Roots_ The Saga of an American Family - Alex Haley [96]
The steady murmuring that went on in the hold whenever the toubob were gone kept growing in volume and intensity as the men began to communicate better and better with one another. Words not understood were whispered from mouth to ear along the shelves until someone who knew more than one tongue would send back their meanings. In the process, all of the men along each shelf learned new words in tongues they had not spoken before. Sometimes men jerked upward, bumping their heads, in the double excitement of communicating with each other and the fact that it was being done without the toubob’s knowledge. Muttering among themselves for hours, the men developed a deepening sense of intrigue and of brotherhood. Though they were of different villages and tribes, the feeling grew that they were not from different peoples or places.
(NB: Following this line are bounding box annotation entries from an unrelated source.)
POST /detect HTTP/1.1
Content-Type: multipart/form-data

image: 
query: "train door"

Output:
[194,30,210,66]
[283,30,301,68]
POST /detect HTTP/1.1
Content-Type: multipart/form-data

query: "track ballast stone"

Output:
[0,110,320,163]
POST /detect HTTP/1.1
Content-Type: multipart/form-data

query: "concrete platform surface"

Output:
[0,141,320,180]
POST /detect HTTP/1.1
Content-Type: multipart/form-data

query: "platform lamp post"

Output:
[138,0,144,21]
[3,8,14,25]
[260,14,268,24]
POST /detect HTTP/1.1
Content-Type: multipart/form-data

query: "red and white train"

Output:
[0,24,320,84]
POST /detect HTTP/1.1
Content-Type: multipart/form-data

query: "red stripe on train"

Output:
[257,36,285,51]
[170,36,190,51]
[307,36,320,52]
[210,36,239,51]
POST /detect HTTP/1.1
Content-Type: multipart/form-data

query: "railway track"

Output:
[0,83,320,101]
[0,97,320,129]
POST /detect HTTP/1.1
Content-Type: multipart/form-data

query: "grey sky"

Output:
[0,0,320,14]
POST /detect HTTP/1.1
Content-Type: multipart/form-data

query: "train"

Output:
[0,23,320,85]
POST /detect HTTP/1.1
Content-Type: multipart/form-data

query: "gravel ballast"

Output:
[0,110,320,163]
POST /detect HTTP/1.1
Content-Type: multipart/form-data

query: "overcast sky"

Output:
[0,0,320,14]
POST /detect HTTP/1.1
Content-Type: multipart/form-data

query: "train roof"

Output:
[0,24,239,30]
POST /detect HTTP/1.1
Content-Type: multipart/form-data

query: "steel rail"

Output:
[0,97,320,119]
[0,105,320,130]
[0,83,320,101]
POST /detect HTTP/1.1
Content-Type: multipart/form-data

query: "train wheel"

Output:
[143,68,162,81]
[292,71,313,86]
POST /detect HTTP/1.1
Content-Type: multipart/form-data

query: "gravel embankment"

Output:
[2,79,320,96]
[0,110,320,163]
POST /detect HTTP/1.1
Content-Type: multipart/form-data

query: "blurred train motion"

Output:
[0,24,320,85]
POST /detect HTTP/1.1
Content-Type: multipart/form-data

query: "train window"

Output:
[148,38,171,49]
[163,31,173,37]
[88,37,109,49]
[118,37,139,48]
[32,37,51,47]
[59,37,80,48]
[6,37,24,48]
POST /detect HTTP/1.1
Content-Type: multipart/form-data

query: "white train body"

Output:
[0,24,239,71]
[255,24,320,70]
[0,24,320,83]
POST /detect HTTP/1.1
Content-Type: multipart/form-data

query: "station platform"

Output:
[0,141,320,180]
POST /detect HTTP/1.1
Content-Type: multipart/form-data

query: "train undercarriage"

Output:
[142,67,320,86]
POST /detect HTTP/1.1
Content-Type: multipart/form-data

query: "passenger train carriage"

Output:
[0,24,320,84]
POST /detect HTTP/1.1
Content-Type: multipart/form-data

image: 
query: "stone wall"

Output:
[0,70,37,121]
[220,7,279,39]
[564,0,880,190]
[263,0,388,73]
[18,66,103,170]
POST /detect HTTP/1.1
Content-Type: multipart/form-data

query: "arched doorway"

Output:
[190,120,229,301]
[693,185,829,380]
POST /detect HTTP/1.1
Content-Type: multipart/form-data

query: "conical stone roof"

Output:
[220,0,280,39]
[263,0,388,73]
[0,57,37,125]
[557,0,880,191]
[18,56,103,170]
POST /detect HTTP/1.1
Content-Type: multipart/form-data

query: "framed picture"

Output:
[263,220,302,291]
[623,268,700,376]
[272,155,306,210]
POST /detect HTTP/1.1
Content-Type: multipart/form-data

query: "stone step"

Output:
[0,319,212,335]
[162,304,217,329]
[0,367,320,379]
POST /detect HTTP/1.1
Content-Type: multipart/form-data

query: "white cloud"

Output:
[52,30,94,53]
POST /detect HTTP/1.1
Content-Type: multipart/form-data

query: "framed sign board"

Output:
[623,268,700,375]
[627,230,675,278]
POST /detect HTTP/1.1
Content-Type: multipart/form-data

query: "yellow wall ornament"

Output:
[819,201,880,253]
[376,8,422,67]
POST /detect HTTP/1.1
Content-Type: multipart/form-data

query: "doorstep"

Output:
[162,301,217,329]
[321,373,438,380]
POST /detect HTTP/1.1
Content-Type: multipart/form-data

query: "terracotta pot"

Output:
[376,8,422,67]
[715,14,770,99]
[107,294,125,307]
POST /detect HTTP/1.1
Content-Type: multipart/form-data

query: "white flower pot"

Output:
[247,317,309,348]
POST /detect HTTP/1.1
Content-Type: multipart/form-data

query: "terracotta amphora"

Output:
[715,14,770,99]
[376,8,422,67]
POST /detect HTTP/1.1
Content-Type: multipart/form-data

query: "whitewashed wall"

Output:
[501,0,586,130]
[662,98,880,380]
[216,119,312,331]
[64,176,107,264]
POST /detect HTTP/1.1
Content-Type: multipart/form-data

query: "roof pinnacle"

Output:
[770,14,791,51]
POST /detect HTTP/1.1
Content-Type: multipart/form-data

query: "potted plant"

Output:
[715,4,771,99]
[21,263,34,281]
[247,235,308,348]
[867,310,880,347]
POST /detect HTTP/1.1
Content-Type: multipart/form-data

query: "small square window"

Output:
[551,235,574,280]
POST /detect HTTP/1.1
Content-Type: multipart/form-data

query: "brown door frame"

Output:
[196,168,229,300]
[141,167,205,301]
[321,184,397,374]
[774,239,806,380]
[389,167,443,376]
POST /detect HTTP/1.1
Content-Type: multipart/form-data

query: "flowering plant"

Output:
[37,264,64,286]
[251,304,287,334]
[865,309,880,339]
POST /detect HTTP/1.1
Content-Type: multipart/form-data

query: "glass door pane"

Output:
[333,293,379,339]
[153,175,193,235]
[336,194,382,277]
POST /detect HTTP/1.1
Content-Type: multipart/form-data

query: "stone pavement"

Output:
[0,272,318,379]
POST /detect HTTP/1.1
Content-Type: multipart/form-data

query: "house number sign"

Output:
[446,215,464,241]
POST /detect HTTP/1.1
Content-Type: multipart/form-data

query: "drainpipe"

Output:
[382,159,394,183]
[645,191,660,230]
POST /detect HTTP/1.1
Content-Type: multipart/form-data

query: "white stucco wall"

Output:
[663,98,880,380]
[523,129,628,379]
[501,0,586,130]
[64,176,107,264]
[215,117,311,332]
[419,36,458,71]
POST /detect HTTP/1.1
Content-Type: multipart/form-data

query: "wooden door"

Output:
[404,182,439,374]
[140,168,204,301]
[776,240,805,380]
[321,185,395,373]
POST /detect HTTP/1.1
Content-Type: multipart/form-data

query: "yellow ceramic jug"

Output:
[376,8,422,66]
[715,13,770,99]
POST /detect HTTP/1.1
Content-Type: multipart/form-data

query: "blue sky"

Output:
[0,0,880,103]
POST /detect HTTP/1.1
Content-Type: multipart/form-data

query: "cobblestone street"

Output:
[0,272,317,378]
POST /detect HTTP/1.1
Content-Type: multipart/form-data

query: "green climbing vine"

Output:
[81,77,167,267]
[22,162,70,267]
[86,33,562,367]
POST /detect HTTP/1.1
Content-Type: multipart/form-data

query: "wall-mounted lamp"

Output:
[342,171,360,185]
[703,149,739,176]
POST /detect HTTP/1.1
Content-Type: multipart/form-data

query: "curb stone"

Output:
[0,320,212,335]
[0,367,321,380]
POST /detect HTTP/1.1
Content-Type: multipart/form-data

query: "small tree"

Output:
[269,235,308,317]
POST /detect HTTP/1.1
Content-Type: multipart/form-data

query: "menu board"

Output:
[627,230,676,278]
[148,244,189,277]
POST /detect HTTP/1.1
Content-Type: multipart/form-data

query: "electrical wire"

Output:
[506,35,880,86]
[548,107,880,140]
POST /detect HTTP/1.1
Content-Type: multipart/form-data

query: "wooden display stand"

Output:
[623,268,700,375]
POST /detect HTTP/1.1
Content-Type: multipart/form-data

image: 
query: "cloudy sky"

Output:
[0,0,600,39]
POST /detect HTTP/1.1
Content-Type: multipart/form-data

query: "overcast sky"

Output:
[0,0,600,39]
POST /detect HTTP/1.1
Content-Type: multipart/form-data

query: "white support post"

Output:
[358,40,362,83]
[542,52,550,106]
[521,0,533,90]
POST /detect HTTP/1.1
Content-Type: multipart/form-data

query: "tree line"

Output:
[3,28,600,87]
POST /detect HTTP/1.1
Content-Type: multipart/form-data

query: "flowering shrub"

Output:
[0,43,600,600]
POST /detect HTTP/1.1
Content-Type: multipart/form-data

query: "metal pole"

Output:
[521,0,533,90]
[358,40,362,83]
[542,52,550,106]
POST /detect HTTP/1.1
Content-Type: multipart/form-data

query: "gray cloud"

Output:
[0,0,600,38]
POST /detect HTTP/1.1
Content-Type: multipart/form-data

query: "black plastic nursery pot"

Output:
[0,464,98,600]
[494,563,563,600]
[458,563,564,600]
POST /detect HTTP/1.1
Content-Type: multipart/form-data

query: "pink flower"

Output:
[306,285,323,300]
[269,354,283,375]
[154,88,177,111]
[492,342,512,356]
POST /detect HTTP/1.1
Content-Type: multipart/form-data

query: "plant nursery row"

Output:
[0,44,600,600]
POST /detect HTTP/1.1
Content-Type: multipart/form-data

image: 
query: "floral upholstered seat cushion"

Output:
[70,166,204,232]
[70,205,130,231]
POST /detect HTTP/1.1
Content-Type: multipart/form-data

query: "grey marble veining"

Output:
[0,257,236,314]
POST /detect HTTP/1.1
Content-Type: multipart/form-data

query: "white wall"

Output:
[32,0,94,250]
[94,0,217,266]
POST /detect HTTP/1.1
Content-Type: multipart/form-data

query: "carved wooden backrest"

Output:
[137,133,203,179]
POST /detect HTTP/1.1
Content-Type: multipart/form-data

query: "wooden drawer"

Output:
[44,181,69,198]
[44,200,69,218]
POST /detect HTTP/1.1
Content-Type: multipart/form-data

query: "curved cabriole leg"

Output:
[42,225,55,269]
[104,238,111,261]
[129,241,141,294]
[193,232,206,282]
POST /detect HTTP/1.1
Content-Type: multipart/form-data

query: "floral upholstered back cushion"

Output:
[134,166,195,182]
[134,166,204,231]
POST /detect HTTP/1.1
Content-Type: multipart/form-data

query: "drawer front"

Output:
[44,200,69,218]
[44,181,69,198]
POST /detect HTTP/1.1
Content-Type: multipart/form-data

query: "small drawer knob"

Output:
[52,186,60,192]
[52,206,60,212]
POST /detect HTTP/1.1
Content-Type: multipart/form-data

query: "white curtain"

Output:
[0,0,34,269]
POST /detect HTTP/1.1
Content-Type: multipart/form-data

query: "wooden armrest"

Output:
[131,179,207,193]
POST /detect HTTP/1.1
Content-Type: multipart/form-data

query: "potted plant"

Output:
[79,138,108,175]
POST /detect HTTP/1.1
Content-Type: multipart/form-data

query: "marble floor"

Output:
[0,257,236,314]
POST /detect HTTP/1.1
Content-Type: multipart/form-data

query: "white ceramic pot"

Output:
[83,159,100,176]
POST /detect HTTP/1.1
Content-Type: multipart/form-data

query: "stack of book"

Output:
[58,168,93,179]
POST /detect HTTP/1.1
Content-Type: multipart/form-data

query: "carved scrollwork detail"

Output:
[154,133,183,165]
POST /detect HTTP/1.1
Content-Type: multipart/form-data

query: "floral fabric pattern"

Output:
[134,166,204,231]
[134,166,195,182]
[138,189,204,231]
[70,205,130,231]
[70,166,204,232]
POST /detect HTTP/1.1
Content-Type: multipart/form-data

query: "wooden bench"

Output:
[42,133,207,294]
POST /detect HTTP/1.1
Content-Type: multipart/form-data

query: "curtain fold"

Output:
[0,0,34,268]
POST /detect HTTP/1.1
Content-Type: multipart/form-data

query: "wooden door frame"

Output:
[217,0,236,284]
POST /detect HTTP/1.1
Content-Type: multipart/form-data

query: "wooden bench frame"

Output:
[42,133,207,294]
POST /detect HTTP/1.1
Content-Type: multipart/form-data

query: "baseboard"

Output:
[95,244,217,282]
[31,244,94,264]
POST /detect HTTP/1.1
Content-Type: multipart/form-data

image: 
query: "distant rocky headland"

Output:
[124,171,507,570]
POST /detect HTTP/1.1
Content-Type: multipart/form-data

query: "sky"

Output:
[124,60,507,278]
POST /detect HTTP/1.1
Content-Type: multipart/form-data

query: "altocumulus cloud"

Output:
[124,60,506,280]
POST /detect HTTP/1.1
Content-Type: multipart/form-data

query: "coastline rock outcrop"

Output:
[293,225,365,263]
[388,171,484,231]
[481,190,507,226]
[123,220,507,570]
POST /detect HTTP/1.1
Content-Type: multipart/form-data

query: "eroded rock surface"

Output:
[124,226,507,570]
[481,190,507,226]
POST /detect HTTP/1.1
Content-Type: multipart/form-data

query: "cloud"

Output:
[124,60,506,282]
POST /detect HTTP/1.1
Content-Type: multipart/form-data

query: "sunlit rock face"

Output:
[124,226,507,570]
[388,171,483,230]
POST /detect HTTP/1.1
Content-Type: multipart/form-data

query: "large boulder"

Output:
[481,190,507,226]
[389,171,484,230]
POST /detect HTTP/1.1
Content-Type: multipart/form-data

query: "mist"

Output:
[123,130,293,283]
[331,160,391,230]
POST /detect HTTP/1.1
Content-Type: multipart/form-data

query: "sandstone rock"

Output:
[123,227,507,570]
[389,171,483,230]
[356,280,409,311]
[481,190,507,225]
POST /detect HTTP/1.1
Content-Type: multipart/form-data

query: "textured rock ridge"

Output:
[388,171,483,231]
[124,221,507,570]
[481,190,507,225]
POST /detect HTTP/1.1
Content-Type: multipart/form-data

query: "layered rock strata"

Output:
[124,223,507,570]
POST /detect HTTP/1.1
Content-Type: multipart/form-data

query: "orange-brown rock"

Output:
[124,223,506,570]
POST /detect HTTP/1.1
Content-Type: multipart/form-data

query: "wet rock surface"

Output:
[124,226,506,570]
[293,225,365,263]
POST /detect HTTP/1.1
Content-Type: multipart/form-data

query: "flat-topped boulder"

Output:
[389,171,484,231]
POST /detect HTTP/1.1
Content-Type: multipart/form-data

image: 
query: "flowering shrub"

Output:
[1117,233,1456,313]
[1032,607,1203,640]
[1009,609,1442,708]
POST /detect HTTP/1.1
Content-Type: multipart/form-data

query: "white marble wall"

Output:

When the toubob next came to drive them up onto the deck, the chained men marched as if they were on parade. And when they descended again, several of those men who spoke several tongues managed to change their position in line in order to get chained at the ends of shelves, thus permitting more rapid relaying of translations. The toubob never seemed to notice, for they were either unable or unconcerned to distinguish one chained man from another.
Questions, and responses to them, had begun spreading in the hold. “Where are we being taken?” That brought a babble of bitterness. “Who ever returned to tell us?” “Because they were eaten!” The question, “How long have we been here?” brought a rash of guesses of up to a moon, until the question was translated to a man who had been able to keep a count of daylights through a small air vent near where he was chained; he said that he counted eighteen days since the great canoe had sailed.
Because of intrusions by toubob with their food tub or their scrapers, an entire day might be used up in relaying of responses to a single statement or question. Anxious inquiries were passed along for men who might know each other. “Is anyone here from Barrakunda village?” someone asked one day, and after a time there came winging back from mouth to ear the joyous response, “I, Jabon Sallah, am here!” One day, Kunta nearly burst with excitement when the Wolof hastily whispered, “Is anyone here from Juffure village?” “Yes, Kunta Kinte!” he sent back breathlessly. He lay almost afraid to breathe for the hour that it took an answer to return: “Yes, that was the name. I heard the drums of his grieving village.” Kunta dissolved into sobs, his mind streaming with pictures of his family around a flapping white cockerel that died on its back as the village wadanela went to spread that sad news among all of the people who would then come to Omoro, Binta, Lamin, Suwadu, and the baby Madi, all of them squatting about and weeping as the village drums beat out the words to inform whoever might hear them far away that a son of the village named Kunta Kinte now was considered gone forever.
Days of talking sought answers to the question: “How could the toubob of this canoe be attacked and killed?” Did anyone have or know of anything that might be used as weapons? None did. Up on the deck, had anyone noticed any carelessness or weaknesses on the part of the toubob that could be useful to a surprise attack? Again, none had. The most useful information of any sort had come from the women’s singing as the men danced in their chains: that about thirty toubob were riding with them on this big canoe. There had seemed to be many more, but the women were in a better position to count them. The women said also that there had been more toubob at the beginning of the voyage, but five had died. They had been sewn inside white cloths and thrown overboard while the white-haired chief toubob read from some kind of book. The women also sang that the toubob often fought and beat each other viciously, usually as a result of arguments over which ones would next use the women.